Okay I tried this out and here's the update ...
You are getting this XML in response to an HTTP request? Then it's possible that the encoding declared in the XML is different than the charset of the response. The rule in this case is that the charset of the response should be used by the parser, rather than the encoding declared by the XML.
Yes. This XML is a HTTP response. The charset of the response is utf-8(as set in the header
Content-Type: text/xml;charset=utf-8). When I open the link in the browser and save it as XML the root tag shows the encoding as "utf-8" also:
<?xml version="1.0" encoding="utf-8" ?>
<rss version="2.0" xmlns:atom="http://www.w3.org/2005/Atom">
However you're passing an InputStream to the parser, so the parser has no way to find out what was the charset of the response. Try passing the URL of your HTTP request instead and let the parser deal with the response directly. Or alternatively, get the charset from the response and construct a Reader which uses that charset.
As per the javadocs of the Pull parser bundled with the Android SDK, when I call setInput on the parser instance, the parser tries to determine the type of encoding based on certain conditions :
public abstract void setInput (InputStream inputStream, String inputEncoding)
Since: API Level 1
Sets the input stream the parser is going to process. This call resets the parser state and sets the event type to the initial value START_DOCUMENT.
NOTE: If an input encoding string is passed, it MUST be used. Otherwise, if inputEncoding is null, the parser SHOULD try to determine input encoding following XML 1.0 specification (see below).
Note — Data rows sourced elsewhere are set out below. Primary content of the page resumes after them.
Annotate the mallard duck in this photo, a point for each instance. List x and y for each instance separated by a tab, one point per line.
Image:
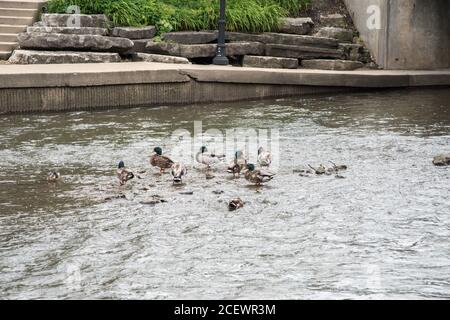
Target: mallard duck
124	175
320	170
442	160
235	204
208	158
54	177
257	176
160	161
238	164
179	170
264	157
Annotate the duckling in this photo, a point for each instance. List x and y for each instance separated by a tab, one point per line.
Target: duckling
53	177
208	158
264	157
124	175
160	161
257	176
238	164
179	170
235	204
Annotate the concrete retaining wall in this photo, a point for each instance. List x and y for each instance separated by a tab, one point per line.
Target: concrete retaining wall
414	34
38	88
136	95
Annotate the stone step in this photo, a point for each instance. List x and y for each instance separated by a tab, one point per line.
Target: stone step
8	37
73	42
58	57
67	20
7	28
8	46
21	4
16	20
283	38
67	30
204	50
269	62
302	52
332	64
4	55
17	12
148	57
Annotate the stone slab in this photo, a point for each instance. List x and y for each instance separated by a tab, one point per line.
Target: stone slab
302	52
148	57
269	62
61	57
66	30
298	40
332	64
190	37
134	33
204	50
54	41
74	20
300	26
340	34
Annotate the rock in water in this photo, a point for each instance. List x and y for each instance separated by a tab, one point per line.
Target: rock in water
442	160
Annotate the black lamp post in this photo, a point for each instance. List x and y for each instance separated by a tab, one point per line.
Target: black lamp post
221	58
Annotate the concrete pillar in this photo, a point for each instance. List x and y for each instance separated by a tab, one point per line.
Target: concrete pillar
413	34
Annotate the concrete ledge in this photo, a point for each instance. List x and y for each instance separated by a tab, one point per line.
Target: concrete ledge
35	88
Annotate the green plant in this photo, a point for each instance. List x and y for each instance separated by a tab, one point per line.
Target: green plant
178	15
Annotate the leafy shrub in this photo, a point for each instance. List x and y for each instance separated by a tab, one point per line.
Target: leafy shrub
178	15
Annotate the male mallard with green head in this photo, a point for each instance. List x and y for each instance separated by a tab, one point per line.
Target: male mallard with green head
257	176
160	161
264	157
238	164
208	159
235	204
179	170
53	177
124	175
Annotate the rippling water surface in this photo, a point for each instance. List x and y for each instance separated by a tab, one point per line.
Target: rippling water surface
382	232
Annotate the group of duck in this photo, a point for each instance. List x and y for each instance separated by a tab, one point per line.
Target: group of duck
179	170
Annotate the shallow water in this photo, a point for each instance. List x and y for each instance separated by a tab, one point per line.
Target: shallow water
382	232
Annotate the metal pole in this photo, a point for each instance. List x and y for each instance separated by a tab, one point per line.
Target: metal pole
221	58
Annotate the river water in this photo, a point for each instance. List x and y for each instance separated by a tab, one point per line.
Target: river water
381	232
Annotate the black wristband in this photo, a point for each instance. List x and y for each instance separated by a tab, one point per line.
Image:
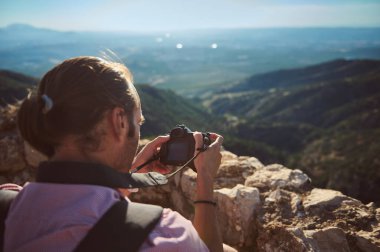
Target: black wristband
205	202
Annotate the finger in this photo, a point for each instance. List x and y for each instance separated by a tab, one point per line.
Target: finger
217	142
198	137
158	141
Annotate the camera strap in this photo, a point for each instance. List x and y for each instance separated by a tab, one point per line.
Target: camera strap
155	157
169	175
200	150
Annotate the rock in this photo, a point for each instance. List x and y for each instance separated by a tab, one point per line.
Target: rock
328	239
11	155
322	198
278	238
364	242
234	170
236	210
277	176
32	156
287	204
188	183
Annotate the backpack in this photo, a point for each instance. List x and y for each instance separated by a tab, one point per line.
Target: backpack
124	227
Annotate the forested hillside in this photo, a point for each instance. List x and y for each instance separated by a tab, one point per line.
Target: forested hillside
324	119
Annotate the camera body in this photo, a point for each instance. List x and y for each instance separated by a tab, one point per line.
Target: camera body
180	147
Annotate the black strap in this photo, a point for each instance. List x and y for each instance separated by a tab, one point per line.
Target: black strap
69	172
124	227
6	198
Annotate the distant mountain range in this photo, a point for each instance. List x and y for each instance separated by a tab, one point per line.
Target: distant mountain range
208	60
14	86
323	119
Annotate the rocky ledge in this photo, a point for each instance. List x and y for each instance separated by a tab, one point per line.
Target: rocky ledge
260	208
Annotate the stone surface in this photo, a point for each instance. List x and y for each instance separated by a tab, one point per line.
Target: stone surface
32	156
327	198
11	155
234	170
277	176
236	210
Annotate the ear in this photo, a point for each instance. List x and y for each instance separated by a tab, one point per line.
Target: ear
118	123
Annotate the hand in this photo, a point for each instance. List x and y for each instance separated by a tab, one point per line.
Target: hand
146	153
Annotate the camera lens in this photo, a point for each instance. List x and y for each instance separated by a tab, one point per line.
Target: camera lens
177	132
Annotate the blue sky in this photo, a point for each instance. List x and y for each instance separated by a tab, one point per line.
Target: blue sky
154	15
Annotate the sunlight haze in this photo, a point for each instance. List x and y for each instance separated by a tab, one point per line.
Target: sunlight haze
150	15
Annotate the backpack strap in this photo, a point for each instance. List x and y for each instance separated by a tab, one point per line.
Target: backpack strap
124	227
6	198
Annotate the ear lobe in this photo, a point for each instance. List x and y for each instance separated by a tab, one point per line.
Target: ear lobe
118	123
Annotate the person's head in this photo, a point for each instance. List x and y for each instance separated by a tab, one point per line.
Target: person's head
80	104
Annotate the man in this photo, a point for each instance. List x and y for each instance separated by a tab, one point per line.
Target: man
86	116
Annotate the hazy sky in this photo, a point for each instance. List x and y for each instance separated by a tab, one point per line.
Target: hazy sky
148	15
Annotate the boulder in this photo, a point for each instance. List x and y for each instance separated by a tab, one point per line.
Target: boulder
325	198
277	176
11	155
236	211
235	170
279	238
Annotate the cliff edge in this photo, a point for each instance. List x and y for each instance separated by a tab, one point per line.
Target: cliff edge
260	208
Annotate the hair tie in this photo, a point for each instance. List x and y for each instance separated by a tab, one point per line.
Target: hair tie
48	103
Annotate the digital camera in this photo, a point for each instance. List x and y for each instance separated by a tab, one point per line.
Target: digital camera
180	147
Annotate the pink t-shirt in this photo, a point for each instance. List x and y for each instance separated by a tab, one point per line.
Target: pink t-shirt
56	217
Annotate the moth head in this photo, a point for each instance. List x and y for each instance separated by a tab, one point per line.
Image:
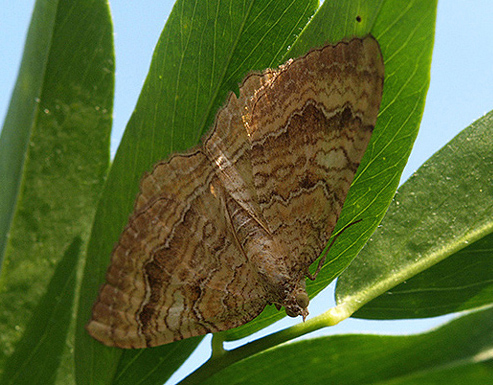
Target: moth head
297	303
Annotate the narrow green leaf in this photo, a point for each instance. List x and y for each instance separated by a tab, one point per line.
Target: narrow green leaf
405	32
39	352
205	50
54	154
463	346
444	212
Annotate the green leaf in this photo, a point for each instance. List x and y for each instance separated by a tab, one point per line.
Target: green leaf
462	347
443	213
405	32
54	154
205	50
39	352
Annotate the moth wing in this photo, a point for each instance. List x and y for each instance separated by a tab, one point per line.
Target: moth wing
177	271
307	140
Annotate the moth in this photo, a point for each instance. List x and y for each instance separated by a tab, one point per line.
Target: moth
233	225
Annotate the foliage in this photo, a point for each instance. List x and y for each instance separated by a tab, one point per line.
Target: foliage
63	208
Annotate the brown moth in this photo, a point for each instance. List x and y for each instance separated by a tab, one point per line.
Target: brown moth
221	231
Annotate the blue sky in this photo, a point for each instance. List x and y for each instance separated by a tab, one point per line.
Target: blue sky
461	89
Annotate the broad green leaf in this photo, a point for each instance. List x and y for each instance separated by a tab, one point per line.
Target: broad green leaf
462	347
39	352
54	153
205	50
182	94
443	213
405	32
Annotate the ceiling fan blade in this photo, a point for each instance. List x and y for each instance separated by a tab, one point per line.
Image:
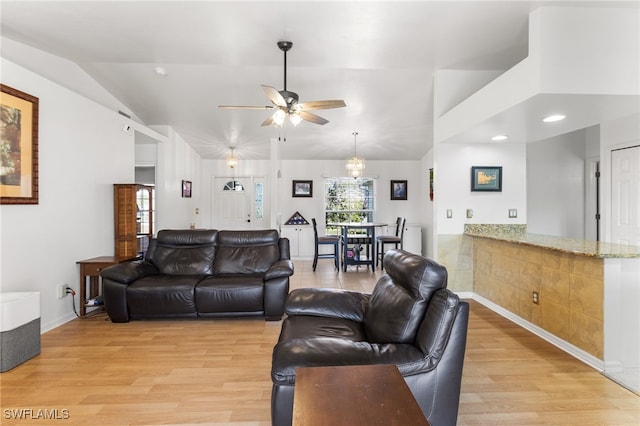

If encoding detection is supported then following feature http://xmlpull.org/v1/doc/features.html#detect-encoding MUST be true amd otherwise it must be false
Parameters
inputStream contains a raw byte input stream of possibly unknown encoding (when inputEncoding is null).
inputEncoding if not null it MUST be used as encoding for inputStream
I tried setting the encoding explicitly as "utf-8" but this still doesn't work; i get exceptions.
When I looked into the HTTP traffic using a sniffer(CharlesProxy) and tried to view the response XML, the tool tells me that there is an invalid unicode character in CDATA and so it cannot parse the XML to fill up the view.
[Failed to parse data: org.xml.sax.SAXParseException: An invalid XML character(Unicode 0x12) was found in CDATA section.]
Maybe I should try creating a reader with appropriate charset(utf-8) and pass that to the parser?